Liteboho Mokhesi

Personal information
- Date of birth: 17 May 1985 (age 40)
- Place of birth: Maseru, Lesotho
- Position: Goalkeeper

Team information
- Current team: Matlama FC
- Number: 1

Youth career
- Matlama FC

Senior career*
- Years: Team / Apps / (Gls)
- Matlama FC

International career
- 2014–2016: Lesotho / 3 / (0)

= Liteboho Mokhesi =

Lesotho footballer (born 1985)

Liteboho Mokhesi (born 17 May 1985) is a Mosotho footballer who plays as a goalkeeper.
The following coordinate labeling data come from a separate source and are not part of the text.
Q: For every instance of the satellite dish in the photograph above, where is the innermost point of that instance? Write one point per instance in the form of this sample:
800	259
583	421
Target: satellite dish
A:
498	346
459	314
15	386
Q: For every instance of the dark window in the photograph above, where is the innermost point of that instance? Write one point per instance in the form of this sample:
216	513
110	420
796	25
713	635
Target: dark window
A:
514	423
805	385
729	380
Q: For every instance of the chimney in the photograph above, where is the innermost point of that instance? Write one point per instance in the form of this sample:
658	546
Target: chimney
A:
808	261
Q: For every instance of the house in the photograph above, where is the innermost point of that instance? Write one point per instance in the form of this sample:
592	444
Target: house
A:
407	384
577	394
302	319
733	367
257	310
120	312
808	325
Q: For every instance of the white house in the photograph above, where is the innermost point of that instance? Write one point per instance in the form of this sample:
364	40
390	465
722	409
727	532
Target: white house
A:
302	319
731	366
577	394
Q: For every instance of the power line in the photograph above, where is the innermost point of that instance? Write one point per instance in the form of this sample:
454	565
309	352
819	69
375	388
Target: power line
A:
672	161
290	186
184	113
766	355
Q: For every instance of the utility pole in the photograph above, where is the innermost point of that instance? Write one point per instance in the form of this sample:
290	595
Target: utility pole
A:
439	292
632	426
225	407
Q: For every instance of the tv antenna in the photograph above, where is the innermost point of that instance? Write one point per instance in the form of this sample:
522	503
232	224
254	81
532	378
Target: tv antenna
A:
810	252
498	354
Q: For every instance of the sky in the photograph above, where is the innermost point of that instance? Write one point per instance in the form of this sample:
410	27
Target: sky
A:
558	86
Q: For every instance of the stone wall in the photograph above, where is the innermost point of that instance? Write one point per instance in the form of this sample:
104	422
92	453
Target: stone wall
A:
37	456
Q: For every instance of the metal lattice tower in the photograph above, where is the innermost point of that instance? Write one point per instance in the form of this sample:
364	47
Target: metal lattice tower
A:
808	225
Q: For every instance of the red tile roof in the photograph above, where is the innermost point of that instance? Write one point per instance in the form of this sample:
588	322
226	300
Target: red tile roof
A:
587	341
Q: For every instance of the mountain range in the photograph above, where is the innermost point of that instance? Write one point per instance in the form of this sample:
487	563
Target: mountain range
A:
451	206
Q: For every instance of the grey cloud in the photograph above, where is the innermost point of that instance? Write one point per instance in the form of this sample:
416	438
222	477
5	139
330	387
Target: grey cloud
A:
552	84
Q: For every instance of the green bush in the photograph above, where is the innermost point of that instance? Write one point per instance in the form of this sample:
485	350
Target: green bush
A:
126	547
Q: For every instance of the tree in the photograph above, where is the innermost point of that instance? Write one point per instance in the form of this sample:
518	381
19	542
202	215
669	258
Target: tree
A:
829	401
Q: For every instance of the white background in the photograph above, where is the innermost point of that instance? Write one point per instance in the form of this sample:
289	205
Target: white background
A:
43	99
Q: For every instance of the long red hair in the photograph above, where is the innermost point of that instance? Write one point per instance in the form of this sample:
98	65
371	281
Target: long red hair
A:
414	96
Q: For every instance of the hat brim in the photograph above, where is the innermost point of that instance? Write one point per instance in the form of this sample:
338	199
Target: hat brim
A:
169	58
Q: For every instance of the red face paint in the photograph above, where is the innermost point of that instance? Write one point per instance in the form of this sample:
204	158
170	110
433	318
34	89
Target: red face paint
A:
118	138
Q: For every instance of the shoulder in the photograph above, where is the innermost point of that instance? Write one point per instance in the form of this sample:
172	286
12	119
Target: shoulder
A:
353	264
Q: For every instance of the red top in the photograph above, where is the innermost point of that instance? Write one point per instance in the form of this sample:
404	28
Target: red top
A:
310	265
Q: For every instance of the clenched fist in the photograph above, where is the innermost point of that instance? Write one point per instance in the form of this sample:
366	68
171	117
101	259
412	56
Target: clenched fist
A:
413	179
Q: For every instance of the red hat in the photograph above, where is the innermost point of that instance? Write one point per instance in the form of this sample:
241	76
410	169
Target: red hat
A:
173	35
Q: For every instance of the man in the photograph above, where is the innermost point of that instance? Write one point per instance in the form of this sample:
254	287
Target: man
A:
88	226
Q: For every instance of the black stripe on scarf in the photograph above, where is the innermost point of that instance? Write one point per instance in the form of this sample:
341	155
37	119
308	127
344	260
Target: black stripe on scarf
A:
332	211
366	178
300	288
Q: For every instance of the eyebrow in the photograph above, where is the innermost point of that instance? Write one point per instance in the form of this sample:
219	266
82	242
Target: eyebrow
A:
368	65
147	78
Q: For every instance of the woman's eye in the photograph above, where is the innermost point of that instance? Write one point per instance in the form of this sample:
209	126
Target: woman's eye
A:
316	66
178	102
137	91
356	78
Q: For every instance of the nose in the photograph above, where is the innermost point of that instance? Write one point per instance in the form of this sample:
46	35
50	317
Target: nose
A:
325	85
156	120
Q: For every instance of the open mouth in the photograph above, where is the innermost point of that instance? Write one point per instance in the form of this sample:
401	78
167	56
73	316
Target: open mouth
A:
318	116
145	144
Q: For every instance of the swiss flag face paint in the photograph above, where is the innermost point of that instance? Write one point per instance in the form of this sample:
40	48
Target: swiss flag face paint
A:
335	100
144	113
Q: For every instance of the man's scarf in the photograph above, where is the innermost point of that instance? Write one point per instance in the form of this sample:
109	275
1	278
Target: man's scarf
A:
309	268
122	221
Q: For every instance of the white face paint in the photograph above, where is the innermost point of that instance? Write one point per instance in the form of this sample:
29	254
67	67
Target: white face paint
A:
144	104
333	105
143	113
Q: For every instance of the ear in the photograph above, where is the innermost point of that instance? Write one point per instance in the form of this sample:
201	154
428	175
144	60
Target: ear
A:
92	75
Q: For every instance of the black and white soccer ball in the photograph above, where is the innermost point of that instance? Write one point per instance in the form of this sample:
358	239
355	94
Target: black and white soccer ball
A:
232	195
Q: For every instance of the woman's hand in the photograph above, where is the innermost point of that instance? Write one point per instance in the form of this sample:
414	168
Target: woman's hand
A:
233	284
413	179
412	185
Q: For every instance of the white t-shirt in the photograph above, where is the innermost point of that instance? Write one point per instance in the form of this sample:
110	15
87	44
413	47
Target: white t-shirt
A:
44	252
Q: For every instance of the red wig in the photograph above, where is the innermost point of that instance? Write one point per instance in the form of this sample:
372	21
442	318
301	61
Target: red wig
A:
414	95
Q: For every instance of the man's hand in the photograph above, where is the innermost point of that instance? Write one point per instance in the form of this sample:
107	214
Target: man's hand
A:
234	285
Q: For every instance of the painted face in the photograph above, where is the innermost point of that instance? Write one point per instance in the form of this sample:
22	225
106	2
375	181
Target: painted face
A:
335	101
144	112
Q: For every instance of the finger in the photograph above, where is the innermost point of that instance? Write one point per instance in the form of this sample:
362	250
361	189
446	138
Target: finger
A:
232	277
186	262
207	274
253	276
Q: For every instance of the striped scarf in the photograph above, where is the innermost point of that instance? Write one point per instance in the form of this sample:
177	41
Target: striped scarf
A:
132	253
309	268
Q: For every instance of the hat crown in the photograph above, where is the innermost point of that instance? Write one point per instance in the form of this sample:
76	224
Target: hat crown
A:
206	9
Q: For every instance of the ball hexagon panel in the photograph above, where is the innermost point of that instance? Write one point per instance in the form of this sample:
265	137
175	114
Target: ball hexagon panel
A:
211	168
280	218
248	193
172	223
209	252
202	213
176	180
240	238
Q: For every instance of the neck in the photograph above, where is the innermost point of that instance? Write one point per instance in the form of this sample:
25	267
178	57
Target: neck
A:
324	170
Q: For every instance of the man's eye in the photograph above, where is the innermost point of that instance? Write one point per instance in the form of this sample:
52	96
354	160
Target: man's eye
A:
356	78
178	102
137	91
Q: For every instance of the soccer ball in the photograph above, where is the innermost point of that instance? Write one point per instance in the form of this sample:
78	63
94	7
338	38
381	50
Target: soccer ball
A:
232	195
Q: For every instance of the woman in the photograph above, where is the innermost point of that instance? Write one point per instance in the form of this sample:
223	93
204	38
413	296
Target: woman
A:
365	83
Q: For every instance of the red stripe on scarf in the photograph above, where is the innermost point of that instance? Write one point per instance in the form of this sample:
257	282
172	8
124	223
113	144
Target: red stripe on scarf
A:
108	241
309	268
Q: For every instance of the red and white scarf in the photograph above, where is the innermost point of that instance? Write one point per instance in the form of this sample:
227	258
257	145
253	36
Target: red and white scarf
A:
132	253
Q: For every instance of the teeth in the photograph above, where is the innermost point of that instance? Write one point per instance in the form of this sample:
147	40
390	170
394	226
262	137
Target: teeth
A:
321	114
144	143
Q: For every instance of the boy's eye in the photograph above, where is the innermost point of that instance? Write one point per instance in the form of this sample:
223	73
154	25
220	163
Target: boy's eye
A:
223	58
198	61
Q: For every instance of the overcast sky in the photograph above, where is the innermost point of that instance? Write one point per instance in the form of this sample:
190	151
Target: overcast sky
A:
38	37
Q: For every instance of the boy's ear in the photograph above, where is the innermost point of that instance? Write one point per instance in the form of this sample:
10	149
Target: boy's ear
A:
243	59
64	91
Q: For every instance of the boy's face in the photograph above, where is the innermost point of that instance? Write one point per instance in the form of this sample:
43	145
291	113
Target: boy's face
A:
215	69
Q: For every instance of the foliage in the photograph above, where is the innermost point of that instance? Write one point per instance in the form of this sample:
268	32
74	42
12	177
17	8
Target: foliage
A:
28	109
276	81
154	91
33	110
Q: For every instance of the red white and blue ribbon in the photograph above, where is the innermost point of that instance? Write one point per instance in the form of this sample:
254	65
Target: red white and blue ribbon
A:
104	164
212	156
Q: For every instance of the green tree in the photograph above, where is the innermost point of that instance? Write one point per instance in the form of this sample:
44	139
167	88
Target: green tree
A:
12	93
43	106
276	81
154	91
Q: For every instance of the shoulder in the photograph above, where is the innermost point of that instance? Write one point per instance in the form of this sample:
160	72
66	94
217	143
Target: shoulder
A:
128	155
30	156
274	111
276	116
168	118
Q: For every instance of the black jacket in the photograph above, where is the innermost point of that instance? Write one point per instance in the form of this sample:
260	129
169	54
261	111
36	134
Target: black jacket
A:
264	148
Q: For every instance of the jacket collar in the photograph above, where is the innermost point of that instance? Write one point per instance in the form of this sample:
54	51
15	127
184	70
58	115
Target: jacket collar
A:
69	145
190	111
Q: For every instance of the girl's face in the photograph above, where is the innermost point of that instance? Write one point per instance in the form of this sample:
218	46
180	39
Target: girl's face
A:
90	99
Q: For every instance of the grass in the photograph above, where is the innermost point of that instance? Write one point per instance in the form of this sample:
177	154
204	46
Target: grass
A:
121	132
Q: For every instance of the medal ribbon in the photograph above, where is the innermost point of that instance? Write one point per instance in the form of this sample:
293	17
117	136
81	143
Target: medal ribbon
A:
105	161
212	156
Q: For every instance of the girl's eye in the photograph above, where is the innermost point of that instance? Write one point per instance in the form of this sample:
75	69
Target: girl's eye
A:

He currently plays Matlama FC. He previously played for the Lesotho national football team, and is still eligible to compete in it.

==Youth==
Primarily, Liteboho started as a midfielder in the youth setup of Matlama FC. At the age of 11, he went to play for FC Likhopo which had just been formed at the time. Even though he was a midfielder, he changed positions to goalkeeper considering the fact that supposing you didn't make the first squad, you were placed in goal. Thereupon, he switched to goalkeeper in those potent circumstances. In his youth, he was in the Lesotho U-12 national team.

==Career==
Preceding the move to Bantu FC in the 2011–2012 Lesotho Premier League, the Maseru native also played for domestic teams NUL Rovers and Matlama FC as goalkeeper.